Brilliant as Geraldine McCaughrean's writing is, there was enough in my memory of J.M Barrie's Peter Pan (amply borne out in my recent rereading of it) that made me put off reading the sequel until now.
But read it I did, managing to squeak it into 2009. Here's what I found:
Wonderfully crafted prose. This is a writer who can intuit voice and deliver it on the page. She's been asked to channel Barrie, and she does so with her usual fine sense of emotional tone and timbre, the things that make the music of a written voice. She's taken the 1911 sensibility of the editorial or involved author's voice and updated it subtly, so it has strength and purpose but it's not as intrusive. In contrast, the voice in Barrie's original often feels downright coy. Peter Pan in Scarlet has terrific momentum, and its through-line with Peter growing more and more like his arch-enemy is quite wonderful. The time-frame's been moved forward but it's still only 1926, so the storyteller's trapped within the viewpoint of another time. I'm saying all this to try and understand one of the storytelling choices.
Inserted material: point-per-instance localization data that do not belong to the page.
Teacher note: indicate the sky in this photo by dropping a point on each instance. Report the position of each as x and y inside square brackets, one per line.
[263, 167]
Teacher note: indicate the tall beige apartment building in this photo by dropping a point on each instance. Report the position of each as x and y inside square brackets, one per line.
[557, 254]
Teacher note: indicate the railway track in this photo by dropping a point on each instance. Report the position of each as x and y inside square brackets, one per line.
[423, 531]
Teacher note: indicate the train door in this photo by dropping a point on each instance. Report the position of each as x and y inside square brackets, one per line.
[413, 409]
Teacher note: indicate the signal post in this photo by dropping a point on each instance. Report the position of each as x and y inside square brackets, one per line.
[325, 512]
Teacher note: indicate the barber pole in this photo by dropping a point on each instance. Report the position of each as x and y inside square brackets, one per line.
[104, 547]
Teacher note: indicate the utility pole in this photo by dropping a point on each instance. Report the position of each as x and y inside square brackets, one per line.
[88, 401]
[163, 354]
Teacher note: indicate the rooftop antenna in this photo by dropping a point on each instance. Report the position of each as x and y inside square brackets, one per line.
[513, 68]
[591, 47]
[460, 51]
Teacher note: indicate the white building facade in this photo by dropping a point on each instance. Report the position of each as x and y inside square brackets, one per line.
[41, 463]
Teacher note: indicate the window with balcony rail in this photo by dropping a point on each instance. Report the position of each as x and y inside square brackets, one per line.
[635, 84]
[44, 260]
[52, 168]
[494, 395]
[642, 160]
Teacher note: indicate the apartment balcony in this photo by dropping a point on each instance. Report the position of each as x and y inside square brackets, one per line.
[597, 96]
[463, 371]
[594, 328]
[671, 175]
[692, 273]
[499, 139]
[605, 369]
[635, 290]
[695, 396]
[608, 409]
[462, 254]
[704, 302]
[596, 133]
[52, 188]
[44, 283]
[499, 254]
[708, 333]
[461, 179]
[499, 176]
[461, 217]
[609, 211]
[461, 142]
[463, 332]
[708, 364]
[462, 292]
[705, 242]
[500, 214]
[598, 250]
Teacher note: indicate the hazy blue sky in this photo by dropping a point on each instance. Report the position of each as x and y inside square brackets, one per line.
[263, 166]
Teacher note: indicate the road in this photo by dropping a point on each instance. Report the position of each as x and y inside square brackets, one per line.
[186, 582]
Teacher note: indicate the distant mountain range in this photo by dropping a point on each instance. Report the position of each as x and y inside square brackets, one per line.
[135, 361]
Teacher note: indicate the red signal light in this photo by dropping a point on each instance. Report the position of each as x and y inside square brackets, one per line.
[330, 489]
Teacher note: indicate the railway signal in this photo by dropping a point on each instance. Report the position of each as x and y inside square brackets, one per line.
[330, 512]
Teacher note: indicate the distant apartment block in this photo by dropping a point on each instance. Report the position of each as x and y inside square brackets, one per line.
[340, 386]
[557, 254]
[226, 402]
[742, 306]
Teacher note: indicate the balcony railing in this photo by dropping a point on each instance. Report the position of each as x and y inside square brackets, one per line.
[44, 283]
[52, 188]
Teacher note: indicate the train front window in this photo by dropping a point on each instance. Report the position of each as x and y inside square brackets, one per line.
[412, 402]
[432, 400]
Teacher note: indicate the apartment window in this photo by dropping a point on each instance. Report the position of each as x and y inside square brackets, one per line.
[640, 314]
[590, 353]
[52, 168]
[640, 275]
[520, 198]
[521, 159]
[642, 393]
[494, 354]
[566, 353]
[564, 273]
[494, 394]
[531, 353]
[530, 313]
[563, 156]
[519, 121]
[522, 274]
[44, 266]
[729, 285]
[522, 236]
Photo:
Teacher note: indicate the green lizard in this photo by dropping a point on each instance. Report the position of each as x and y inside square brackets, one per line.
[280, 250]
Those “redskins.” They're still here. For a while it seems as if they're just putting in a sort of collective cameo appearance. Subverted and turned into pirates, but still referred to as "squaws" and "braves," they continue to occupy the awkward niche of a playfully subordinate race. Their innocent savage role plays out to the end, when they all come joyfully back in a veritable storm of "bison and appaloosas and drums and papooses and war-bonnets and peace-pipes and braids and coup sticks and moccasins and bows and arrows that went to make up the Tribes of the Eight Nations."
What? They came back just to be an escort in fancy-dress? To a bunch of white kids, forgive the plainspeak, who treated them like live toys in the first place?
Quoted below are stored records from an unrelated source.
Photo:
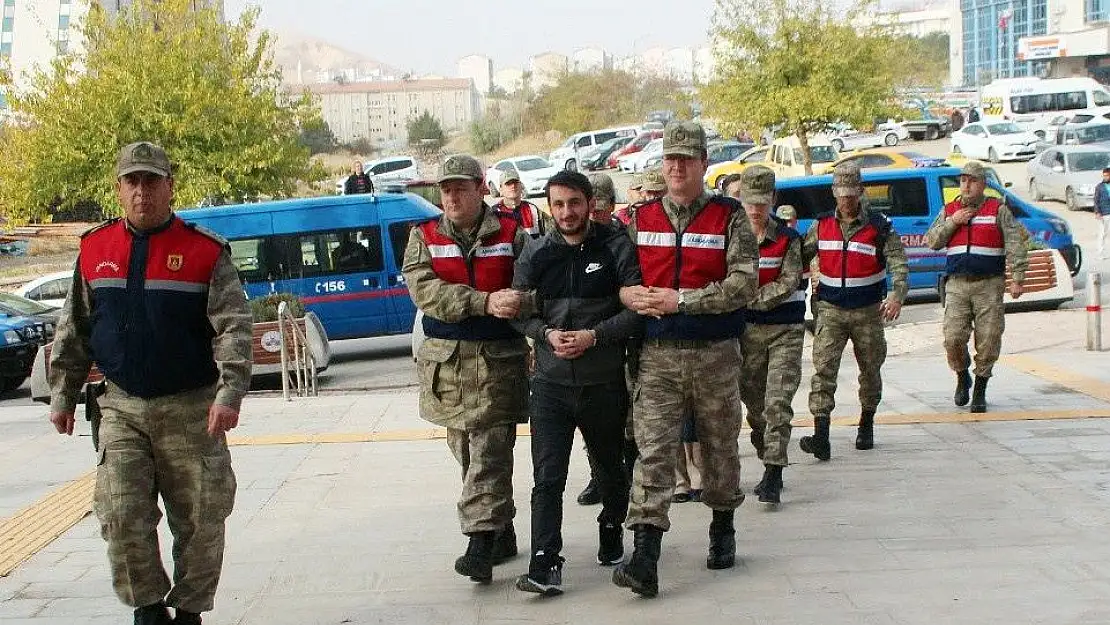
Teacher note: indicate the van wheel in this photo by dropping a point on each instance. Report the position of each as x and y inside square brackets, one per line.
[1069, 199]
[1035, 191]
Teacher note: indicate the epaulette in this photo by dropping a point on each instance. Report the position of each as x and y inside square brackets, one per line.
[201, 230]
[100, 227]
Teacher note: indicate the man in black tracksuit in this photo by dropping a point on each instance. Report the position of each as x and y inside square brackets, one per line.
[579, 329]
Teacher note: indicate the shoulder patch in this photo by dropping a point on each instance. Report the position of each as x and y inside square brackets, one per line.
[100, 227]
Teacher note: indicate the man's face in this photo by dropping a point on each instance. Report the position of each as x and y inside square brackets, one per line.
[145, 198]
[569, 209]
[971, 188]
[512, 190]
[684, 173]
[462, 201]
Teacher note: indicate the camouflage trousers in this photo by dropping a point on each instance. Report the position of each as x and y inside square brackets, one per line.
[974, 302]
[769, 380]
[672, 382]
[835, 326]
[161, 447]
[485, 456]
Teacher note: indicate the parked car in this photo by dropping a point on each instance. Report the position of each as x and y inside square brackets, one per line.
[597, 158]
[884, 158]
[533, 171]
[716, 173]
[995, 141]
[636, 144]
[50, 290]
[635, 161]
[1069, 173]
[390, 169]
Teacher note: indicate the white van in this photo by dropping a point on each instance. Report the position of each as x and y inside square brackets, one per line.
[566, 155]
[1032, 102]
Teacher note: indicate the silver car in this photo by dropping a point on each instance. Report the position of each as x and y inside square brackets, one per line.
[1068, 173]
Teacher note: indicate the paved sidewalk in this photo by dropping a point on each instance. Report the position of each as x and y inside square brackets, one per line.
[945, 522]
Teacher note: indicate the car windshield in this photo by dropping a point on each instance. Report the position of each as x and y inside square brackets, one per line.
[1089, 161]
[22, 305]
[1003, 129]
[1093, 134]
[818, 153]
[532, 164]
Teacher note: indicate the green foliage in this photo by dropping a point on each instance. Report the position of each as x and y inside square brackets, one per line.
[800, 67]
[209, 92]
[424, 131]
[318, 137]
[582, 100]
[265, 309]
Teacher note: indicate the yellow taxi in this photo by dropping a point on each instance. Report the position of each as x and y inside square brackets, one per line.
[716, 173]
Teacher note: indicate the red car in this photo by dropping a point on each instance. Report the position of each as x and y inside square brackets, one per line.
[636, 145]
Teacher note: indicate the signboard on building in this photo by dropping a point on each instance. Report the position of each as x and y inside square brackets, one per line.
[1040, 48]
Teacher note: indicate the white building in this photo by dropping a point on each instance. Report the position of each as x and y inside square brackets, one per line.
[591, 60]
[478, 69]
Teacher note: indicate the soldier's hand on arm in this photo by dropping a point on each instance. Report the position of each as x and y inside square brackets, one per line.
[63, 422]
[222, 419]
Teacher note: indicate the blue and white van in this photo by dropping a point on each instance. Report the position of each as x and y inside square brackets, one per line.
[912, 199]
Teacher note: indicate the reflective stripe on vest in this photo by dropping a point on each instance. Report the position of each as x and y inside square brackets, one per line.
[853, 273]
[491, 269]
[977, 248]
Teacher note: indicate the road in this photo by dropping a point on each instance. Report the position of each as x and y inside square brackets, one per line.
[386, 362]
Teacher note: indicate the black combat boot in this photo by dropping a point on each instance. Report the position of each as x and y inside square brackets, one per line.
[818, 444]
[865, 435]
[722, 541]
[757, 442]
[184, 617]
[153, 614]
[592, 494]
[504, 544]
[962, 389]
[770, 486]
[979, 394]
[477, 562]
[641, 573]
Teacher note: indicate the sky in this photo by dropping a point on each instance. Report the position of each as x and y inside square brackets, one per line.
[431, 36]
Most reviews didn't make a single mention of the continued manhandling of worn-out American Indian stereotypes. What's wrong with that picture? Sure, in 1926 fake Indianness was writ large in public perception. But the one thing that the narrative voice of an involved author does, and something that this narrative voice in particular does with elegance and grace, is to convey a worldview.
Let me try to say this clearly. The worldview that this book conveys suggests that this fake subordinate war-painted "redskin" flim-flam is OK.
Now before I get accused of playing the PC card, let me say this: most of Geraldine McCaughrean's sequel is masterfully crafted. In places the prose is practically incandescent. Even the mothering thread, that at first feels stretched a bit thin, gets somewhat redeemed by the presence of Tootles's father. But oh boy, those Tribes, I just can't explain them away. I mean, given the period in which he wrote, Barrie could just as easily have chosen another kind of Indian, the kind they were drumming into the Empire's army just a couple of years after the play was turned into a novel. Had he done that, we'd have had sadhus and fakirs and cobras and elephants and Taj Mahals and turbans and dancing-bells all galloping across the plain, right into the 21st century.
Nostalgia for the good old colonial days dies hard. Hardest of all, I think, in the world of children's books.